Breeam is the most used sustainability system in Central Europe by office developers, although Skanska, for example, prefers Leed across its whole international portfolio, including this region. The prolific developer was also one of the first to utilize the Well system in Hungary in its office projects. Most recently, Skanska has received Well “Core & Shell” pre-certification for the first phase of its H2Offices complex in the Váci Corridor.

The project is on course to be awarded the highest level “Platinum” accreditation for both Leed and Well and WELL platinum accreditation, according to the developer.

A similar trend can be found in the logistics sector, where seeking third-party sustainability accreditation is rapidly becoming the norm at the top end of the market for leading national and international industrial park developers and operators.

Prologis is developing in accordance with at least Breeam “Very Good” accreditation for its entire regional portfolio. Tenants are looking to save on utility costs, recognize the importance of staff wellbeing, provision of green areas, cycle parking and changing facilities, as well as electric vehicle charging units. Other factors include observing precautions concerning the transmissible viruses and the need to reduce the carbon footprint of their projects, said Prologis.

The Maglód and Fót HelloParks industrial developments in the Greater Budapest area are the first industrial buildings in Hungary to achieve Breeam “Excellent” certification in the “New Construction” category, according to the developer. For more on this, see page five.

Legislators are also impacting the landscape, with the EU introducing a common taxonomy for the single market.

“We are very proud and happy as the HuGBC collaborated with the Hungarian National Bank (MNB) on the adaptation of the EU taxonomy for the real estate sector in Hungary. Further, the HuGBC can also verify taxonomy compliances in this sector, which is again an important milestone related to the third-party verification of EU Taxonomy compliances,” comments Barta.

Net Zero Progress

Hungary is ranked 13th in KPMG’s “Net Zero Readiness Index.” Poland, for example, ranks 19th.

“Hungary has a Net Zero target in place, and its financial sector is working to stimulate the flow of capital to decarbonization efforts. Much of its electricity is generated by nuclear power, and it is developing solar capacity, energy efficiency and use of electric vehicles,” said István Szabó, a senior manager at KPMG Hungary. Buildings represent 17% of emissions, industry 21%, transport 23% and electricity and heating 23%, according to KPMG.  

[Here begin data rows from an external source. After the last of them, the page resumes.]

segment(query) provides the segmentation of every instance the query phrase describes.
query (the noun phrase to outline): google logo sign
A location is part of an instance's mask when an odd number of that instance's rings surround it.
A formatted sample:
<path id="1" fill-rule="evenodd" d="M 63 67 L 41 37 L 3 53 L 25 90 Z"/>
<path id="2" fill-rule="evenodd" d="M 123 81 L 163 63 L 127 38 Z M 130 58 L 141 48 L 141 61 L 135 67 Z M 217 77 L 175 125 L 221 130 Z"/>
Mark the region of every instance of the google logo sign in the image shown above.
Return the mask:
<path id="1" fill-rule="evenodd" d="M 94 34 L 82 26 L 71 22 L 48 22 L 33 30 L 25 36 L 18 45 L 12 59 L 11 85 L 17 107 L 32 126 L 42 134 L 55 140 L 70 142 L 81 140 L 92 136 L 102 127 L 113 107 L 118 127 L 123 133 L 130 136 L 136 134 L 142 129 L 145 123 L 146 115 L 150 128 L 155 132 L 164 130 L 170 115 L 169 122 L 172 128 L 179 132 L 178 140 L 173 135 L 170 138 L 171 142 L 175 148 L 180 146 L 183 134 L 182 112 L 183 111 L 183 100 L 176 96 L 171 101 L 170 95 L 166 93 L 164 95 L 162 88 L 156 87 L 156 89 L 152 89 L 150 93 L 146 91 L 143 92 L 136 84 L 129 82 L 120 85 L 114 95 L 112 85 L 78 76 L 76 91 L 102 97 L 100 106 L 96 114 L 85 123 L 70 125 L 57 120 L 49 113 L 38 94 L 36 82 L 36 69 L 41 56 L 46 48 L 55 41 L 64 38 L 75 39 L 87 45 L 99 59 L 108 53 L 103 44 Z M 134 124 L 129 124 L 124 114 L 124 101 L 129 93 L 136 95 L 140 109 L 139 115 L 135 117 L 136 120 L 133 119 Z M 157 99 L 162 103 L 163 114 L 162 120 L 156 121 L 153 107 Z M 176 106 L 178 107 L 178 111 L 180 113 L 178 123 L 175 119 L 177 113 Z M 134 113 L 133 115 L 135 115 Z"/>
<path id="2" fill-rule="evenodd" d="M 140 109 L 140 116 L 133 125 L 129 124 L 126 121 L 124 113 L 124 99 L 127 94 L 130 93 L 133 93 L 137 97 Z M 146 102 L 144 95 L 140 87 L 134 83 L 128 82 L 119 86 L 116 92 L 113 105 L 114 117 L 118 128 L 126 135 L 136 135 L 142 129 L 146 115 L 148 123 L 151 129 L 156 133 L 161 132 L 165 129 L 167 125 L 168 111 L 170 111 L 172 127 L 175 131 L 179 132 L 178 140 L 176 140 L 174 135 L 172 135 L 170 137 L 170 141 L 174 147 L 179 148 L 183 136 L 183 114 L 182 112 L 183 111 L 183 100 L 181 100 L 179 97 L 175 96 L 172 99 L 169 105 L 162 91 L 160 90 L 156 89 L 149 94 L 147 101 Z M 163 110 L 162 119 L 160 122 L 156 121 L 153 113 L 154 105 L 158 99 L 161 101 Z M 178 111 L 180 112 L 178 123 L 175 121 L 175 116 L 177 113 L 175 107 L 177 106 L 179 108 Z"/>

As reported in the July 29 issue of the Budapest Business Journal, Pál Dános, head of real estate advisory at KPMG Hungary, explained that the Net Zero Readiness Index compares the progress of 32 countries in reducing the greenhouse gas emissions that cause climate change, and assesses preparedness and ability to achieve Net Zero Emissions of these gases by 2050. With regard to the construction market, professionals emphasize the need for a circular economy that eliminates or reduces waste in materials used.

The view expressed at the recent Poland Urban Land Institute (ULI) meeting was that the real estate industry “needs to produce adaptive and regenerative designs that make sustainable use of natural resources. Every developer needs first to ask if the project is actually needed, and if it is, then it needs to be built for long-term value, efficiently and with the right materials.” There is progress, but more is needed.

“Currently, the real estate sector is not one of the greenest sectors; however, it is clear that the sector is doing more year by year,” Barta acknowledges.

“As this sector’s negative environmental impact is huge, there are still enormous challenges to overcome; there is lots of work to do in the future. The good news is that there are positive trends and directions; there is a lot of knowledge about how we could do much better within this sector,” he says.

“As long as non-sustainable solutions (such as materials, products, services, etc.) are financially the more beneficial options, sustainability cannot be implemented widely and for the entire sector. Sustainable options need to become the new norm, the financially attractive and, therefore, cheaper solution,” Barta concludes.